Rhodiola extract promotes longevity and stress resistance of Caenorhabditis elegans via DAF-16 and SKN-1.

Abstract

The effects of Rhodiola extract (RE) on longevity and stress resistance in Caenorhabditis elegans (C. elegans), and the underlying molecular mechanisms were explored in the present study. Results showed that the lifespan of C. elegans was remarkably prolonged by 37.1% after treated with high-dose RE (480 μg mL-1). Intervention with RE alleviated aging-related declines in the C. elegans model, and enhanced the stress resistance against heat shock, ultraviolet radiation and paraquat. Moreover, RE reduced the levels of reactive oxygen species (ROS) and malondialdehyde (MDA) and increased the activities of superoxide dismutase (SOD) and catalase (CAT).
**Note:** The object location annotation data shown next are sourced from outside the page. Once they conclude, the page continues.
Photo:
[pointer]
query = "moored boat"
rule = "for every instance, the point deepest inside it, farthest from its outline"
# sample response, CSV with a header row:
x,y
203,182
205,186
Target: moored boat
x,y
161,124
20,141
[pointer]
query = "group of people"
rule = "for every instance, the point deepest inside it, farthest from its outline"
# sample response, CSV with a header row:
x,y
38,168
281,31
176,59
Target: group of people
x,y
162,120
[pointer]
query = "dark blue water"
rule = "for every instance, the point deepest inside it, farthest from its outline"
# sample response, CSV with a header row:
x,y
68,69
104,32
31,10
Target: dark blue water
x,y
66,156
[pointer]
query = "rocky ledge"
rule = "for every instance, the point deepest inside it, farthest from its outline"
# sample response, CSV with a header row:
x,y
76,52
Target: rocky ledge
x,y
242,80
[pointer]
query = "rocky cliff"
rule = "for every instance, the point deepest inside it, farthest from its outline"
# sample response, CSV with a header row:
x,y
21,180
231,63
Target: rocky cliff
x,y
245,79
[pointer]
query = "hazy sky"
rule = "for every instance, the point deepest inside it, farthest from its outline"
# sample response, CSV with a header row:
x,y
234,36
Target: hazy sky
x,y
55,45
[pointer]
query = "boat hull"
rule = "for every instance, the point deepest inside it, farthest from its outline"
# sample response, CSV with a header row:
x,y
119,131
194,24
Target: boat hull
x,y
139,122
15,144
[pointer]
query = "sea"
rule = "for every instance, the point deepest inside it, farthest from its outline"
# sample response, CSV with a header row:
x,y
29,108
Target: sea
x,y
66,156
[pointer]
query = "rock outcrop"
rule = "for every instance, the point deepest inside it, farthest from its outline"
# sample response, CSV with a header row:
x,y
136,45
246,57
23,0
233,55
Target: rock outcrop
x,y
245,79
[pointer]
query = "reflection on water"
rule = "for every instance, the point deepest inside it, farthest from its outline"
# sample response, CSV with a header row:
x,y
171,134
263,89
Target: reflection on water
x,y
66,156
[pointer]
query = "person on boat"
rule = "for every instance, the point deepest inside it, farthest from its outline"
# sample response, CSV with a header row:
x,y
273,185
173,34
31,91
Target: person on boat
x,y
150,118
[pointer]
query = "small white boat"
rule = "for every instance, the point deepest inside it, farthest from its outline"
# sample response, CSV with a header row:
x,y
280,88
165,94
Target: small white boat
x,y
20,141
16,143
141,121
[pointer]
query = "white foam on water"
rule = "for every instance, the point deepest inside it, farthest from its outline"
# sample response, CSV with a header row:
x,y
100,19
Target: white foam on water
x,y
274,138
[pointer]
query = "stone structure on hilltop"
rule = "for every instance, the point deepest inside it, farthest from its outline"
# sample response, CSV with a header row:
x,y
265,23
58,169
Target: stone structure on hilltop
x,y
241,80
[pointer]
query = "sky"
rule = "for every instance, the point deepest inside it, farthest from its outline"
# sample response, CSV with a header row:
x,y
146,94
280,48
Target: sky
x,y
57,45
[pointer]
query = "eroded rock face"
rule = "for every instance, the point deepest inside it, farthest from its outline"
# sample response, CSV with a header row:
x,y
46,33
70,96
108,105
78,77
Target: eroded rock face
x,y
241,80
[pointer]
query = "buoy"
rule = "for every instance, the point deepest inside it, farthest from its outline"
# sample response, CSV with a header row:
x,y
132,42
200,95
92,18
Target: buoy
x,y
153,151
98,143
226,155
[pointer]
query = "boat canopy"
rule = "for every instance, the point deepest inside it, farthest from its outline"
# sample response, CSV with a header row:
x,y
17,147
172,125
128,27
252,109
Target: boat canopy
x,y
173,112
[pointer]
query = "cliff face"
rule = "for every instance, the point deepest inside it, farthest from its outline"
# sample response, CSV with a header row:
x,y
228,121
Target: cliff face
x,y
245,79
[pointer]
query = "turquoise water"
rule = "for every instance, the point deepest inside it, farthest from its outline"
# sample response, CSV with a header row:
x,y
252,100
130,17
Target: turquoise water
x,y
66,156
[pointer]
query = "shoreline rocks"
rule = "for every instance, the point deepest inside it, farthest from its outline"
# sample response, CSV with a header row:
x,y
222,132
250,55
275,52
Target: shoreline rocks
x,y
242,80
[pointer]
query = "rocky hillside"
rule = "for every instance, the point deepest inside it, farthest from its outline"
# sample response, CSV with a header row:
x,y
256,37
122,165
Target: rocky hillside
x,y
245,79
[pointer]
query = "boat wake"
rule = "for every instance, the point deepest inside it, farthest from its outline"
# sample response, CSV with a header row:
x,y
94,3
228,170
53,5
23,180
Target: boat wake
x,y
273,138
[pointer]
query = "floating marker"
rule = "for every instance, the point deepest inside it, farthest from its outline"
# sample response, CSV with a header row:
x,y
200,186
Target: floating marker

RE also upregulated the gene expression of sod-3, gst-4, daf-16, skn-1 in C. elegans, downregulated the gene expression of daf-2 and age-1, and accelerated the translocation of DAF-16 and SKN-1 into the nucleus. Furthermore, the daf-16(mu86) and skn-1(zu169) mutants reversed the extension of lifespan triggered by RE, indicating that these genes were involved in RE-regulated longevity. These results demonstrated that RE could enhance lifespan extension, healthspan and stress resistance of C. elegans via insulin/IGF signaling and SKN-1 pathways. Therefore, the present findings suggested Rhodiola as a potential candidate to ameliorate the symptoms of aging.